Many years ago, before the Diamond City returned to hover over the desert, before the Great War of Flame ravaged the Jeweled Cities and the Kishari civil war threw the Ruby City into chaos, a young sun elf scholar named Ëlinyr found herself at the Royal Academy, hoping to finally be free of her mother’s influence and schemes. She was excited to learn all she could about magic, and anything else that struck her fancy. 

During her time at the Royal Academy, Ëlinyr found herself in many classes with a thinblooded elf named Ithuryn. They ended up studying for their classes together, and during that time learned a lot about each other. They both grew up in Isildar, and both shared a love of learning and studying magic. Despite their differences in social standing, they found themselves growing very close to each other, and Ëlinyr developed strong feelings for Ithuryn – which was strange for a sun elf, as they experience emotions far less intensely than the shorter-lived races. Ëlinyr was unsure how to express these feelings, as she had never felt quite like this before. She gave him a small token of her affection, a red sash, in hopes that it would remind him of her whenever he wore it.

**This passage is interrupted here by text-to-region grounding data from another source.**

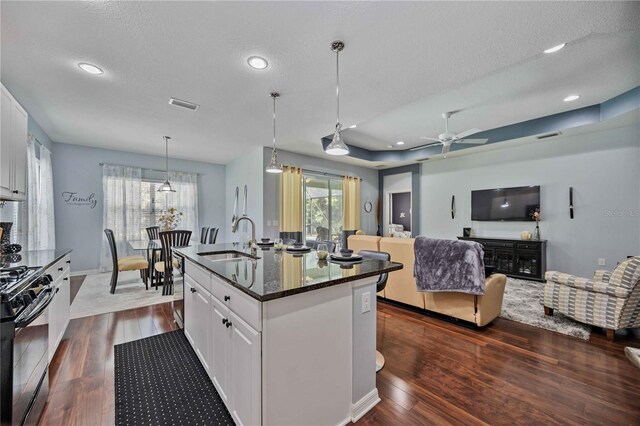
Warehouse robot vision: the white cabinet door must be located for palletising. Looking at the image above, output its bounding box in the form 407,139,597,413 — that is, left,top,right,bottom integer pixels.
229,312,262,425
184,274,198,350
211,296,231,407
0,86,13,197
11,102,29,200
193,283,212,374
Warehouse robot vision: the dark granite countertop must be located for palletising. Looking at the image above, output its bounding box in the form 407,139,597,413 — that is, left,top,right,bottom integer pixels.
0,249,71,269
174,243,402,302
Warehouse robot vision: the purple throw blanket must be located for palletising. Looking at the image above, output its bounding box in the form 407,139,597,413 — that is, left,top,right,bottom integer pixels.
413,237,485,294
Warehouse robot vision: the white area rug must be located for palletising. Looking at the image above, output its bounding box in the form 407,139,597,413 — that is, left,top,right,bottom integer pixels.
71,271,173,319
500,278,591,340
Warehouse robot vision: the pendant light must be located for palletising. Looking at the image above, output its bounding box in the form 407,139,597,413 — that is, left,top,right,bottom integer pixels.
325,40,349,155
158,136,176,192
267,92,282,173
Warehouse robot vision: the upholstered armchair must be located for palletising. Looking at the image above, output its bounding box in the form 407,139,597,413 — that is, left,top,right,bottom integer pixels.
543,256,640,340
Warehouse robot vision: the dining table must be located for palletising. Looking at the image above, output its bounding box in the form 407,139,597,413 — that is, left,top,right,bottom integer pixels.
127,239,191,295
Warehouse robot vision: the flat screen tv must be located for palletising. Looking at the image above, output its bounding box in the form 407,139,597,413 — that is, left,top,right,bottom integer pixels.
471,186,540,222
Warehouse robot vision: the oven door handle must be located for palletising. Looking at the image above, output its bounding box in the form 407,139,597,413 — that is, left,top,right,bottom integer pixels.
15,287,55,328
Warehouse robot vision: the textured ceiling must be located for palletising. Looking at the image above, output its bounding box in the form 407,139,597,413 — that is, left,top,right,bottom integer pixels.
0,1,640,163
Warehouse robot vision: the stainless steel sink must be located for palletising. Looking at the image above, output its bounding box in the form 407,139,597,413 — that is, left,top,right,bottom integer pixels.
198,251,259,262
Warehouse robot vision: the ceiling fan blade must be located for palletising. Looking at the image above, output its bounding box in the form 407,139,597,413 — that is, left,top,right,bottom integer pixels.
456,129,482,139
456,139,489,145
409,142,442,151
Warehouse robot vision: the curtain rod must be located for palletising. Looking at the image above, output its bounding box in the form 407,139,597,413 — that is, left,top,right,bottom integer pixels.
302,169,362,180
98,163,202,175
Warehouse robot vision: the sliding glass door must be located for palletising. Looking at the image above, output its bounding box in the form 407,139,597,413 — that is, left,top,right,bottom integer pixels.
303,175,342,242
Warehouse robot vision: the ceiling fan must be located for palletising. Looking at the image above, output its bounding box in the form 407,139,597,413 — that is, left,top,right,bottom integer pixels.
410,112,488,157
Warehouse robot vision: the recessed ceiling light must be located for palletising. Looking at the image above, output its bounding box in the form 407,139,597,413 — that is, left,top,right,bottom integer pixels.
544,43,567,53
78,62,104,75
563,95,580,102
247,56,269,70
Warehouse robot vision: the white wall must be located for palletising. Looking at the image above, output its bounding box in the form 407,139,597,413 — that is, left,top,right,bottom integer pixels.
225,148,264,242
263,148,378,238
52,143,228,271
382,172,413,237
420,126,640,277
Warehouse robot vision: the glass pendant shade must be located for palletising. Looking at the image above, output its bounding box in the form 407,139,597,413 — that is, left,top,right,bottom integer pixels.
158,136,176,192
267,149,282,173
324,40,349,155
325,123,349,155
158,180,176,192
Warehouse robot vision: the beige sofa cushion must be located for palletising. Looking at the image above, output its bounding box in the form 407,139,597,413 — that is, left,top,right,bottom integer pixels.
380,237,424,309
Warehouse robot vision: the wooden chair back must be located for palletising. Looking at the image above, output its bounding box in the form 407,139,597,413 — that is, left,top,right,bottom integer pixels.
147,226,160,241
160,231,191,277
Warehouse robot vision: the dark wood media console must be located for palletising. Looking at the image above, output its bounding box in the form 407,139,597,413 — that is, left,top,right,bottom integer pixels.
458,237,547,281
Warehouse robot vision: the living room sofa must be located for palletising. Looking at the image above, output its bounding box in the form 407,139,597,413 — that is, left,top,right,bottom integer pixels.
348,235,507,327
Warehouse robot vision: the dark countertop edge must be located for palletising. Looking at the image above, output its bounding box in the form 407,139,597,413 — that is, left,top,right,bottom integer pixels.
458,237,547,244
29,249,73,270
174,248,404,302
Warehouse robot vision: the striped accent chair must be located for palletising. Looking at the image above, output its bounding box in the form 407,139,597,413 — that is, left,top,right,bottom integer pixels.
543,256,640,340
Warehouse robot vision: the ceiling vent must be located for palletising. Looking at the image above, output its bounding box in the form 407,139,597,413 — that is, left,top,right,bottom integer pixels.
169,98,200,111
536,132,562,139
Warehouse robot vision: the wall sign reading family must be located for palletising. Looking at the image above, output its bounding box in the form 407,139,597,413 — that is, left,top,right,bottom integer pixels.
62,191,98,209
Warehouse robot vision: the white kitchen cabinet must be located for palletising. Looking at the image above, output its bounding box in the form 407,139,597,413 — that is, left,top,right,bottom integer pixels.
184,274,211,376
228,312,262,425
45,256,71,361
210,296,231,406
0,85,29,201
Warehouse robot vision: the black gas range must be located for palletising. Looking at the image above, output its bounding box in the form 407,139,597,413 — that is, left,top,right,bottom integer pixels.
0,266,54,426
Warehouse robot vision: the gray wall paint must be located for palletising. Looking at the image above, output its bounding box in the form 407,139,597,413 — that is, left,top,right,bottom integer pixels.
53,143,227,271
262,148,378,238
420,126,640,277
223,148,264,242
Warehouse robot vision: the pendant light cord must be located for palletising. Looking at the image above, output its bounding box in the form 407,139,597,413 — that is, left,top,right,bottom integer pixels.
336,50,340,128
273,96,276,152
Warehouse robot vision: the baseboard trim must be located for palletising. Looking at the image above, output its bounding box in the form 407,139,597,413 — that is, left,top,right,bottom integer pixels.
71,269,98,277
351,388,380,423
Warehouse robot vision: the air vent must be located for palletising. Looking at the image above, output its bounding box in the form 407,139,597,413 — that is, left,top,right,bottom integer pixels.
169,98,200,111
536,132,562,139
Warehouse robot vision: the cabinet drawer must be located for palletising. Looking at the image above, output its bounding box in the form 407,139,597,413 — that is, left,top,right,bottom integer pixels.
46,255,71,281
184,259,211,293
516,243,540,250
211,276,262,331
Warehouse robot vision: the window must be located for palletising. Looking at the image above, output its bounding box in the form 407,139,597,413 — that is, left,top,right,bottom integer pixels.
303,175,342,242
140,179,169,240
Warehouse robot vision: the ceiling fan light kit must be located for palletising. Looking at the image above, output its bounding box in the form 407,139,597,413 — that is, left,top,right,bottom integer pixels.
409,112,488,158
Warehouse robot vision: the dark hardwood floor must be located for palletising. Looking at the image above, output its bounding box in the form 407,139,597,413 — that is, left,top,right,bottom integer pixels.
40,278,640,426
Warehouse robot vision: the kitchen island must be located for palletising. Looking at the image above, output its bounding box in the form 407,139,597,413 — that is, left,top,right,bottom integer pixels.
175,244,402,425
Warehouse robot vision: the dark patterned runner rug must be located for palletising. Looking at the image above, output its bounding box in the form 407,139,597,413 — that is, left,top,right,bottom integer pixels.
115,330,234,426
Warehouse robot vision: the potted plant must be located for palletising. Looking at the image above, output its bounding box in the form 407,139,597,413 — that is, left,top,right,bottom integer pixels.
158,207,182,231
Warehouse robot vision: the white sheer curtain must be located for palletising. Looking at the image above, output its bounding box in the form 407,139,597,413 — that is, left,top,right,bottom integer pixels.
23,135,56,250
166,172,199,239
100,164,142,272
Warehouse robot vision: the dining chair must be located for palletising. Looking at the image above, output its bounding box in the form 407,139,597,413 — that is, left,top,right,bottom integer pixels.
209,228,220,244
200,226,210,244
104,229,149,294
154,230,192,296
147,226,160,240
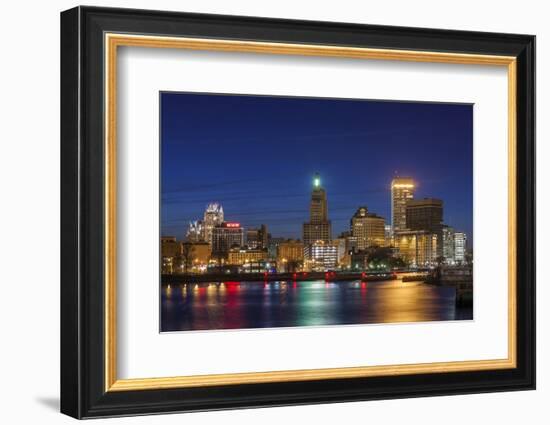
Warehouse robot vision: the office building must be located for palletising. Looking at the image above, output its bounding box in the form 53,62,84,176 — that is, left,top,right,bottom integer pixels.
202,202,224,245
227,247,267,265
350,207,385,250
267,235,287,261
304,241,338,271
160,236,181,274
246,224,268,249
406,198,443,257
441,225,455,264
212,222,244,257
303,174,332,245
277,239,304,272
391,177,415,233
454,232,466,264
394,230,438,267
185,220,204,242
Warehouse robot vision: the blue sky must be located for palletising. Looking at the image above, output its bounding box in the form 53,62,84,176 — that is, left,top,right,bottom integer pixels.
161,92,473,240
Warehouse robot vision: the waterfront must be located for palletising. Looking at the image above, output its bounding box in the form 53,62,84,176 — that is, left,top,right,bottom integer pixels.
161,280,473,332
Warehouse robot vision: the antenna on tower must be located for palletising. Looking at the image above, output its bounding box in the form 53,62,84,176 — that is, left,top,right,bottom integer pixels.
313,173,321,187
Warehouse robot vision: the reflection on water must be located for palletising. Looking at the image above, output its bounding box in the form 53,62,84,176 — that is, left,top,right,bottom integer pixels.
161,280,472,332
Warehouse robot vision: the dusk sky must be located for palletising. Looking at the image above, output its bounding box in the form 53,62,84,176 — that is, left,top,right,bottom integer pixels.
161,92,473,243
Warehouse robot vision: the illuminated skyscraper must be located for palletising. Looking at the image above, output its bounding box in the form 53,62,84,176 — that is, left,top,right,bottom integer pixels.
350,207,385,250
185,220,204,242
212,222,244,257
303,174,332,245
454,232,466,264
391,177,415,234
406,198,443,257
202,202,223,245
246,224,268,249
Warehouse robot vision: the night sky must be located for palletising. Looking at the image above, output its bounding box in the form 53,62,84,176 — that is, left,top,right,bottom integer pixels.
160,92,473,242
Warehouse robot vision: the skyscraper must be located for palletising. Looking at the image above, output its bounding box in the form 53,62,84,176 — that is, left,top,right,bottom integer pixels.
303,174,332,245
454,232,466,264
212,222,244,256
442,225,455,264
391,177,415,233
202,202,223,245
185,220,204,242
406,198,443,257
350,207,385,250
246,224,268,249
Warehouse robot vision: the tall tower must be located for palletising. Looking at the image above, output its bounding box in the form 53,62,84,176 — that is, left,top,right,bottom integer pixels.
309,174,328,223
391,177,415,233
303,174,332,245
350,206,385,250
202,203,223,245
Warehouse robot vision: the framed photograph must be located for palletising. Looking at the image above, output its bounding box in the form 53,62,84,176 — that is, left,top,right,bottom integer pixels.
61,7,535,418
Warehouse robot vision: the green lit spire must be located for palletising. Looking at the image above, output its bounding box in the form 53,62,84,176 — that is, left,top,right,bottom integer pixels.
313,173,321,187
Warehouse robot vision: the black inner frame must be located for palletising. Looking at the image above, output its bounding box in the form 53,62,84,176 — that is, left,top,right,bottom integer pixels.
61,7,535,418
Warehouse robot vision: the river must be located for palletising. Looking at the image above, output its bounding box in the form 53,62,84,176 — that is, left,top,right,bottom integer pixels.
161,280,473,332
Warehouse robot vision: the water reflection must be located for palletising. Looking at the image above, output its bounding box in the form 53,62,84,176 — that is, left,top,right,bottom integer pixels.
161,280,472,331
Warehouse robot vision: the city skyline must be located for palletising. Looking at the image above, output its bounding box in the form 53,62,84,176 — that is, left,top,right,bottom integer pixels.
161,93,472,239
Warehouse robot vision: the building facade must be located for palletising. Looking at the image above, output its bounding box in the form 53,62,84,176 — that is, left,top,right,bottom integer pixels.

Not too long after Ëlinyr gave Ithuryn that token of her affection, he disappeared under strange circumstances. He had been talking about trying to find the Night Market, to see if he could somehow purchase the ability to be a fierce warrior like his mother. Ëlinyr tried to talk him out of it, as she had heard stories about the Night Market – “You may think you are purchasing something,” Ëlinyr said to him, “but will end up receiving it in the most unexpected of ways. I do not trust it.” Ithuryn set out to find the Night Market anyway, and Ëlinyr never saw him again after that. She searched all of Kishar for him, and even arranged for someone to look for him in Isildar in case he had returned there for some reason, but it was as if Ithuryn had disappeared into thin air. Ëlinyr was heartbroken. She didn’t know where he had gone, and to mask the pain of losing him, she fell more deeply into her studies, excluding others from her life to the point of near-total isolation for years.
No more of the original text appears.